If you print out the shapes of `w` and `z` you will probably find out why you get `IndexError`. Looks like there is lots of math in your code, just be careful to make sure that shapes are correct and work with enumeration.

Yes, I just don’t understand how enumeration is handled in downstream sites, as in here `MultivariateNormal` seems to work well with enumerated `loc` parameter, while `deterministic` seems to simply take the enum shape as batch shape.

What is the shape of `w` when you use `MultivariateNormal` (with enumeration)?

`deterministic` should just return the value of `pc[u]`.
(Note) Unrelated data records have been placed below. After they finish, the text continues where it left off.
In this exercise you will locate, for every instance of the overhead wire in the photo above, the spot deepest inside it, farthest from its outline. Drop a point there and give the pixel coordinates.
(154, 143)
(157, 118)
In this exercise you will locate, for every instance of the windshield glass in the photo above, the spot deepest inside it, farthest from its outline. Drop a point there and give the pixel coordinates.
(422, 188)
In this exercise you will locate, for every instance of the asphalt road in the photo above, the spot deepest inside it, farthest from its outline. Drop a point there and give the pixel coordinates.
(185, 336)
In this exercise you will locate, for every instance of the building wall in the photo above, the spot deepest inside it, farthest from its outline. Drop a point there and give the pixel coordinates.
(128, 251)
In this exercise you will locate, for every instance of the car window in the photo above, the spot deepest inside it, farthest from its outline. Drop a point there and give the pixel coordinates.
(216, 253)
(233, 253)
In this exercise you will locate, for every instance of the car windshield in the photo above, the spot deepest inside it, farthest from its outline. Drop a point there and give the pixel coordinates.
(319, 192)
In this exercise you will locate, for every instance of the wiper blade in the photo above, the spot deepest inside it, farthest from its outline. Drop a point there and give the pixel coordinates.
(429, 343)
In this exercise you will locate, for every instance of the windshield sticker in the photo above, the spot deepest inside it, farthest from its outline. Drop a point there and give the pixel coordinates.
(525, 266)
Can you clarify this more?

I used `print` to check the shapes:

• when I directly print `pc[u].shape`, I got `torch.Size([9, 1, 2]) `
• When using `MultivariateNormal` with `pc[u]` being its loc parameter, I got a `torch.Size([50, 2]) ` tensor, with the shape at dim 0 consistent with the claim of the plate.
• When using `deterministic`, I find the shape of the variable identical to that of `pc[u]`, being of shape `torch.Size([9, 1, 2])`

Setting `event_dim=1` helps recognize the last dimension as `event_shape`, while I don’t know how to properly handle the other dimensions.

I think the difference in the shape must be due to the fact that when you use `pyro.sample` the value of `w` is sampled by the guide (which I suppose has the shape of `torch.Size([50, 2])`) and then replayed into the model. `MultivariateNormal(pc[u], ...)` distribution in the model is only used to calculate the log density. If you print out the trace shapes you should see that `w` has `dist` shape of `MultivariateNormal(pc[u], ...)` (something like `(9, 1, 2)`) and `value` shape of `(50, 2)` (note that this value is sampled by the guide), and `log_prob` shape which is the broadcast of the two.

Oh thanks! I wasn’t fully aware of these differences. I think I’m getting an intuitive understanding now.
Just one more question about this: how can I perform the similar sample-then-replay process with `deterministic` sites? For now, I’m using a noisy version of this expression (which is somewhat okay, at least it runs without errors, but not quite elegant I think)

``````w = pyro.sample("w", MultivariateNormal(pc[u], noise_ub * torch.eye(d)))
``````

(I’ve tried this out, and this will not cause much trouble to my model: it can eventually converge to a good posterior. But I thought using deterministic will be more loyal to my original claim about the model.)

Maybe you can expand (repeat) `pc[u]` along `dim=-2` so that it has the shape of `(9, 50, 2)`. Then make sure when you use `Vindex(w)[z]` you are vindexing along that dim (since it is not the first dim anymore).

You can also just forget that you are using `deterministic` since it is not affecting inference in any way.